Why on earth is this wrong?

v(t) = 6t^2-48t+90
a(t) = 12t-48

Solving a(t) for 0 should give what I put, right? Any suggestions?

Thanks in advance.

 

[Jason76]

View attachment 4570

Why on earth is this wrong?

v(t) = 6t^2-48t+90
a(t) = 12t-48

Solving a(t) for 0 should give what I put, right? Any suggestions?

Thanks in advance.

Perhaps the type of bracket "[ or )" is wrong. Just a guess. Anyone on the forum agree?

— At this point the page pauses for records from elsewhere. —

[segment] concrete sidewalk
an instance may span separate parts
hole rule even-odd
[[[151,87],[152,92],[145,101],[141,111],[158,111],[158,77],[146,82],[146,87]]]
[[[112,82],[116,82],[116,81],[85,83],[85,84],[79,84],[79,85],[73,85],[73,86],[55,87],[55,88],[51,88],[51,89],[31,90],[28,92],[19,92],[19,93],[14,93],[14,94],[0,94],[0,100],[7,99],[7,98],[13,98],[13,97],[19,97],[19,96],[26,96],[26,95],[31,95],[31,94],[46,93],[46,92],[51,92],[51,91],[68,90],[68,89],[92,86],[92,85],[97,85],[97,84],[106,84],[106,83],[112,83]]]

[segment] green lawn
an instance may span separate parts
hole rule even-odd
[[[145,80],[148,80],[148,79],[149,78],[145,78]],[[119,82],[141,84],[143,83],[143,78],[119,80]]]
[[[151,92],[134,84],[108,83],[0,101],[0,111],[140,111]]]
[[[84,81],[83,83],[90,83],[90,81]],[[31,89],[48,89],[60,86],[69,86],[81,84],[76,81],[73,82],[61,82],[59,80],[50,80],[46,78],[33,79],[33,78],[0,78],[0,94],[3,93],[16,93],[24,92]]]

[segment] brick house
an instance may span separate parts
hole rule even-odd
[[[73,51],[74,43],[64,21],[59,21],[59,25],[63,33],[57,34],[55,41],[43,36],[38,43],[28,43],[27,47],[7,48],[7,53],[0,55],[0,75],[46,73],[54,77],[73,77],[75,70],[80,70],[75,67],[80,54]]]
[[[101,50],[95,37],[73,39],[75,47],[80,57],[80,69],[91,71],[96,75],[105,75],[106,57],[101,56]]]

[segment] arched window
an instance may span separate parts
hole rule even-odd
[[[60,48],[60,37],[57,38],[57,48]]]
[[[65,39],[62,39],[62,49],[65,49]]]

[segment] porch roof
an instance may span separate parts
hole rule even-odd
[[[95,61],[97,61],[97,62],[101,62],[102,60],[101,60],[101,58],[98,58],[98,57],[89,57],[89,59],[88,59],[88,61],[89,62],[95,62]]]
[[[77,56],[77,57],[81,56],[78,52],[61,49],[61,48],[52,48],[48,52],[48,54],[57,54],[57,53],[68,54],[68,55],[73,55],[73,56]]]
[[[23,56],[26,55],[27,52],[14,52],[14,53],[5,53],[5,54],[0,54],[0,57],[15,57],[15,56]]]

However, your choice of brackets is similar to the velocity problem, which is correct by your online homework.

 

[HallsofIvy]

No, you have calculated the derivatives correctly and where the velocity and acceleration are positive and negative but you have misunderstood "speeding up" and "slowing down" The object will be "speeding up" as long as the velocity and acceleration are in the same direction- that is, where they both have the same sign regardless whether that sign is negative or positive. And it will be "slowing down" when they are opposite.

 

[Ishuda]

To say it a bit differently than HallsofIvy did - what is the speed when the particle turns around and starts going backward at 3 and again when it turns around and starts going forward at 5. Which direction was it going each time?

 

[Jason76]

It would be speeding up from \(\displaystyle (4,\infty)\) cause same sign for velocity and acceleration there. On 4 the acceleration and velocity are same sign (negative) Past 4, acceleration and velocity are same sign (positive)

Slowing down on \(\displaystyle [0,3)\) cause different signs for velocity and acceleration.

 

[math q]

Awesome, I figured it out! Thanks to all that posted! . As you guys mentioned, it was because I falsely interpreted what speeding up and speeding down meant.